Do you have things in life that you use but no matter what they always seem to be there in reserve? I have things I haven’t bought in months (and sometimes years) that still seem to be well stocked in the house. They are barely a flicker in the fire of my budget. Perhaps you can identify with some of these:

  1. Magician Pens and Pencils– So when I got a little fat in college, I asked my mother (nicely I hope) to not send me any more junk food. She began to then send silly socks, healthier food, and pens and pencils in my care packages. Between mom’s generosity, accidentally kleptoing, free giveaways, and provisions from every job I’ve ever had, I have enough writing tools in reserve indefinitely.
  2. Toothbrushes– There has been a debate in our house about how often one is supposed to change toothbrushes. Here’s one opinion on the subject. I get one from my dentist every six months when I go in for my cleaning. Apparently that’s enough for me because I can’t think of when I ever needed to buy one.
  3. Cleaning Products– Maybe it’s because I move all the time and other people tend to leave cleaners behind or maybe it’s that I’m not as clean as the rest of Americabut about $50 worth of cleaning supplies (the bulk of it being laundry detergent) is more than enough for me for a year. And that isn’t $50 of cheap cleaner. I buy the organic, good for the environment stuff so I can feel alright when Sadie is licking the floor or cabinets. I like Method a lot. If I was really industrious and cool, I’d make my own.
  4. Paper– I buy one ream of paper every couple years for printing projects that are going somewhere special. Otherwise, I recycle office paper used only on one side in my printer for stuff only I will see. I have also cut paper into small squares and stapled them together for a not so fancy notepad.
  5. Candles– Perhaps it’s my femaleness or the fact that candles make good gifts in general but I have enough good smelling ones to last me through many a potential power outage. I have also been known to remelt (I used one of those candle warmers to get the wax pourable without dirtying a pan) and recombine bits of candles into one new one.
  6. Perfume, Body lotion, soap…- Again, perhaps my femaleness makes me more inclined to get this sort of thing as a gift. All of these things seem to appear far faster than I could ever use them. I have five perfumes going right now, and this is after giving several away. Oh well, at least I smell good!
  7. Wall calendars– everyone seems to be giving away a calendar at the end of a year. While I saw a cool woodblock pattern one this year, I couldn’t justify buying it. We already had two perfectly good (and free) wall calendars.
  8. Socks- Mom has single-handedly kept me in socks for years between college care packages and other gifts. Also it probably helps that the moment it gets warm enough, I don’t wear them anymore, which saves a few months or so of wear and tear every year. Oh and I’ve also been known to sew holes. Cheap, yes. Practical, yes.
  9. Vases and flower pots– Often coming with flowers, vases can be washed and reused. After a couple years of dating the right type of people, you should have amassed quite a collection. If you’ve expressed interest in flowers that last through time, the same can be expected for your flower pot collection.
  10. Dishes and napkins- I feel like dishes are either given to you or so cheap that you can buy a set and use them for years. My $20 set of Corell white dishes is still going strong. I’ve received glasses from my friend Kate and silverware from Mom. Also, cloth napkins can be made and washed easily enough that you almost never have to replace them. One set I’ve had for six years is getting just a little warn out. (As a complete aside, cloth napkins may or may not be more environmentally friendly than paper.)
  11. Pajamas- Between gifts and retiring old sweats and t-shirts to my pajama drawer, I have always had enough things to sleep in and putter around the house in.

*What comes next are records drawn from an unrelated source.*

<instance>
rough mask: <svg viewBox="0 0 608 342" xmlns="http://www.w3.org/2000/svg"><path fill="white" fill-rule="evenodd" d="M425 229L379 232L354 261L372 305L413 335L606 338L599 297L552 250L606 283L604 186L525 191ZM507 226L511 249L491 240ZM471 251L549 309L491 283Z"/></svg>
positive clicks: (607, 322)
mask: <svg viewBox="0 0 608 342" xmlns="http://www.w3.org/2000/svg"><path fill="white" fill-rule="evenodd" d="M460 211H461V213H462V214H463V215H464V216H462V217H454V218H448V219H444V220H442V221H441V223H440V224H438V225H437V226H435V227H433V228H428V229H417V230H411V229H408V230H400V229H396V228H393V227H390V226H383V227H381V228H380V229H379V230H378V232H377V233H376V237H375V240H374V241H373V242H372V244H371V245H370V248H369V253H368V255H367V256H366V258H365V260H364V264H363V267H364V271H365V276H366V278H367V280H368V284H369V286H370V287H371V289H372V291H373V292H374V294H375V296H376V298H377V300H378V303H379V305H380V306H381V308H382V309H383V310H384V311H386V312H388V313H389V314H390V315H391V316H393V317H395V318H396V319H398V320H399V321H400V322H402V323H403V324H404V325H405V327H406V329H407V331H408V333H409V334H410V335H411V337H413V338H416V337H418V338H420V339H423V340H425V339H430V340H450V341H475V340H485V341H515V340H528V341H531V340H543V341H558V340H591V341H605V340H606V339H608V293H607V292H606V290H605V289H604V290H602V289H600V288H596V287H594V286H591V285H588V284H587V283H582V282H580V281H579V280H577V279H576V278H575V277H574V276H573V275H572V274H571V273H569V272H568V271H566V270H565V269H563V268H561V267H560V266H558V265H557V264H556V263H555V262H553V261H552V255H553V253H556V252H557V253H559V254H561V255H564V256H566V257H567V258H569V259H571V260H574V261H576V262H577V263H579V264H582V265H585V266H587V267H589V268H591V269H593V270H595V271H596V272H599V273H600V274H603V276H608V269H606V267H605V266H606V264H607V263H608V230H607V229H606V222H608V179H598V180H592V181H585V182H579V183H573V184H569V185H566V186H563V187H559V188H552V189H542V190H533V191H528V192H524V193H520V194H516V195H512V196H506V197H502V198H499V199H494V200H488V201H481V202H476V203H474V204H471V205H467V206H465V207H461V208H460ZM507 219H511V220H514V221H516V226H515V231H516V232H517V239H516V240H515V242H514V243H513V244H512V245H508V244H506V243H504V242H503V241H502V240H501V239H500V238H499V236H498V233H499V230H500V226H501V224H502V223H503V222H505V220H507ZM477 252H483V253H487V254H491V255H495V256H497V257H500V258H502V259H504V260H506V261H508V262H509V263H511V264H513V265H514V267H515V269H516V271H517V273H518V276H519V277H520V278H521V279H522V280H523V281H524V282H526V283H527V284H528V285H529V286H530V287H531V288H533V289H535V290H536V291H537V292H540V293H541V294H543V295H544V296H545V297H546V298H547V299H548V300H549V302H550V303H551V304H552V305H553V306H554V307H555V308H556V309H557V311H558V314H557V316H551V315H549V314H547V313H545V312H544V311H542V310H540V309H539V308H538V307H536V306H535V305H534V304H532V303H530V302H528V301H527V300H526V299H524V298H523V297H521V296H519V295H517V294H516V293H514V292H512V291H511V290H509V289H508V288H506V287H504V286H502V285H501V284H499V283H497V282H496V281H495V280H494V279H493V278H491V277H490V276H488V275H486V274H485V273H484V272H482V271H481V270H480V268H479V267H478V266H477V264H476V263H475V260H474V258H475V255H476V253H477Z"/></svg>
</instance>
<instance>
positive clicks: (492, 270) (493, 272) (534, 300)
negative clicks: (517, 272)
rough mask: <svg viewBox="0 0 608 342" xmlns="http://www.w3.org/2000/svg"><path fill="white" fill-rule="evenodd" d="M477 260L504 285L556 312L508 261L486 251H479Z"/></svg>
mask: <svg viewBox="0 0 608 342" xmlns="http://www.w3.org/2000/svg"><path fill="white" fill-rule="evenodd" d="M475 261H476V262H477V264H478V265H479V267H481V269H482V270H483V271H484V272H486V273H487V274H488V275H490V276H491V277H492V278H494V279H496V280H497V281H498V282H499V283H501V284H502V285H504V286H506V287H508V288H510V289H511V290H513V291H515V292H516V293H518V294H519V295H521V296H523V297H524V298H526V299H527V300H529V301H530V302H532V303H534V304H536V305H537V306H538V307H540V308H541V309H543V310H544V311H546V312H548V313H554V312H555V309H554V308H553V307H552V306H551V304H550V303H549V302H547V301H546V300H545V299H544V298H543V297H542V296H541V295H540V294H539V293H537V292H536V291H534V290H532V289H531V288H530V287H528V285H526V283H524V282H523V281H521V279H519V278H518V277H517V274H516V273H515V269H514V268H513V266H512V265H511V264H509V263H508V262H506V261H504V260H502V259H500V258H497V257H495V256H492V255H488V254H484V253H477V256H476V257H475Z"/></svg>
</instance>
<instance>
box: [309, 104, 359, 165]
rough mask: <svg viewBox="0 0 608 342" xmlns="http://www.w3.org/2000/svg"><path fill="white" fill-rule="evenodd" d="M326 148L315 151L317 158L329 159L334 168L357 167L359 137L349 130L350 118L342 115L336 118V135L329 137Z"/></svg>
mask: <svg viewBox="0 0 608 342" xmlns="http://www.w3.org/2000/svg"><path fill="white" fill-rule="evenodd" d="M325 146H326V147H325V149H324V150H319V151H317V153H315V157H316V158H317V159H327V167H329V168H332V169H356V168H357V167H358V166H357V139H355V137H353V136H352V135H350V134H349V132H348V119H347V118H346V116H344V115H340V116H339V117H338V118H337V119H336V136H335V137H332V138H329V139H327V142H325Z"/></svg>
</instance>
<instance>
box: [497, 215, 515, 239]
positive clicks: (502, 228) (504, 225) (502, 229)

Of course, there are the perennially free things like:

  1. Plastic Grocery Bags, which have many uses as litter collectors, dog poo holders, lunch bags… (not all at once, of course).
  2. Boxes, which you should never have to buy. (A little tip: if you need some boxes for moving, ask a small town grocery store a couple weeks before you move. My Vinalhaven grocer had stashed away over 40 free medium-sized boxes for me (the ones that liquor come in). Of course, when I was moving in, my neighbors thought I had a drinking problem but that’s another story…
  3. Kindling– maybe it’s that I live in Mainebut every time I see a bunch of kindling at convenience stores for $5 certain times of the year it makes me laugh (at least I’ve seen this in both Lewiston and Freeport). Just walk in the forest in the fall (with your blaze orange, of course) and collect some tree branches. As long as you only have a fire occasionally, your hunter-gatherer instincts should lead you to enough wood for a few winter time fires. You can also burn other things to fuel your fire, but that’s another story.

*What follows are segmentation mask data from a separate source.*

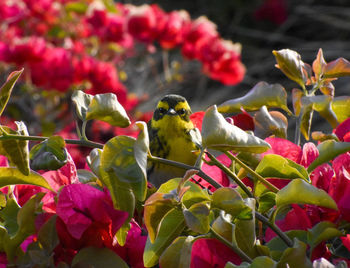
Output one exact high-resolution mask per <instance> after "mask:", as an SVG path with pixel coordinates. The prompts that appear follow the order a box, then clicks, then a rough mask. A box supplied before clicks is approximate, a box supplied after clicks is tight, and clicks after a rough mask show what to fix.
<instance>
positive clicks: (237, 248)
mask: <svg viewBox="0 0 350 268" xmlns="http://www.w3.org/2000/svg"><path fill="white" fill-rule="evenodd" d="M210 234H211V235H212V236H213V237H214V238H216V239H217V240H219V241H220V242H222V243H223V244H225V245H226V246H228V247H229V248H231V249H232V250H233V251H234V252H235V253H236V254H237V255H238V256H239V257H241V259H242V260H243V261H246V262H249V263H252V262H253V260H252V259H251V258H250V257H249V256H248V255H247V254H245V252H244V251H243V250H241V249H240V248H239V247H238V246H235V245H232V244H231V243H230V242H229V241H227V240H226V239H224V238H222V237H221V236H220V235H219V234H217V233H216V232H215V231H214V230H211V232H210Z"/></svg>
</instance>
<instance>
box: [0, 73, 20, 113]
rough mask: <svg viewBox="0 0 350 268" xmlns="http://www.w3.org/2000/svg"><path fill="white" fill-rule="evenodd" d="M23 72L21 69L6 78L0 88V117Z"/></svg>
mask: <svg viewBox="0 0 350 268" xmlns="http://www.w3.org/2000/svg"><path fill="white" fill-rule="evenodd" d="M23 70H24V69H23V68H22V69H21V70H20V71H14V72H12V73H11V74H10V75H9V77H8V78H7V81H6V82H5V84H3V85H2V87H1V88H0V116H1V115H2V113H3V112H4V110H5V107H6V105H7V102H8V101H9V99H10V96H11V92H12V89H13V87H14V85H15V84H16V81H17V79H18V77H19V76H20V75H21V74H22V73H23Z"/></svg>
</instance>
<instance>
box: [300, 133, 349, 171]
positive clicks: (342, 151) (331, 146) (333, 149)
mask: <svg viewBox="0 0 350 268" xmlns="http://www.w3.org/2000/svg"><path fill="white" fill-rule="evenodd" d="M317 149H318V151H319V155H318V157H317V158H316V159H315V160H314V161H313V162H312V163H311V164H310V166H309V167H308V169H307V171H308V172H309V173H310V172H311V171H313V170H314V169H315V168H316V167H318V166H320V165H322V164H323V163H326V162H328V161H330V160H332V159H334V158H335V157H337V156H338V155H340V154H343V153H346V152H349V151H350V142H337V141H334V140H326V141H324V142H322V143H320V144H319V145H318V146H317Z"/></svg>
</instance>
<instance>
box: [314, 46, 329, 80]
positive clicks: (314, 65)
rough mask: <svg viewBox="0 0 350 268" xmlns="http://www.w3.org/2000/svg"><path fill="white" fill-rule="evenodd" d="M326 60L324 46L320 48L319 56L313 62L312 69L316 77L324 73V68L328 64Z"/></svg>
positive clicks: (320, 75)
mask: <svg viewBox="0 0 350 268" xmlns="http://www.w3.org/2000/svg"><path fill="white" fill-rule="evenodd" d="M326 64H327V63H326V61H325V59H324V58H323V51H322V48H320V49H319V50H318V53H317V57H316V59H315V60H314V62H313V63H312V70H313V71H314V73H315V76H316V79H318V78H319V77H320V76H321V75H322V74H323V69H324V67H325V66H326Z"/></svg>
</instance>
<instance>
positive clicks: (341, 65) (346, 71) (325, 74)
mask: <svg viewBox="0 0 350 268" xmlns="http://www.w3.org/2000/svg"><path fill="white" fill-rule="evenodd" d="M348 75H350V62H349V61H347V60H346V59H344V58H338V59H336V60H334V61H331V62H330V63H327V65H326V66H325V67H324V70H323V77H325V78H329V77H330V78H333V77H342V76H348Z"/></svg>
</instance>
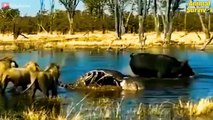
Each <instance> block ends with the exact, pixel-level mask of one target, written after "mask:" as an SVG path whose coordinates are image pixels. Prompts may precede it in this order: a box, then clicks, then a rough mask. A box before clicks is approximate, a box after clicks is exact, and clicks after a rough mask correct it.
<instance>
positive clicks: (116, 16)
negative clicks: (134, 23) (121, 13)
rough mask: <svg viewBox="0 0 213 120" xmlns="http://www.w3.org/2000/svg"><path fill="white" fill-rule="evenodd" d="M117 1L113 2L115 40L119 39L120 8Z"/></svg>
mask: <svg viewBox="0 0 213 120" xmlns="http://www.w3.org/2000/svg"><path fill="white" fill-rule="evenodd" d="M118 4H119V3H118V0H115V31H116V34H117V38H118V39H121V26H120V25H121V23H120V22H121V20H120V19H121V18H120V16H121V15H120V14H121V13H120V6H119V5H118Z"/></svg>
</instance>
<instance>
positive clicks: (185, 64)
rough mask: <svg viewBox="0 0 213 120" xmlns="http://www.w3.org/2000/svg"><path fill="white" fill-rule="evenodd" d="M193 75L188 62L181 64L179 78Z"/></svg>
mask: <svg viewBox="0 0 213 120" xmlns="http://www.w3.org/2000/svg"><path fill="white" fill-rule="evenodd" d="M194 75H195V73H194V72H193V70H192V68H191V67H190V66H189V64H188V61H187V60H186V61H183V62H181V68H180V74H179V76H180V77H193V76H194Z"/></svg>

So the next time you get a gift that’s a little overly practical or find something that seems kind of basic around the house, just remember, it’s one less thing you have to buy, which is always good for the budget. Now think “Yay, socks!”or “Wohoo, mechanical pencils!” because that means more money for fun stuff. And isn’t that kind of magical?

Is there anything free (or purchased so infrequently that it’s almost free) that I’m overlooking?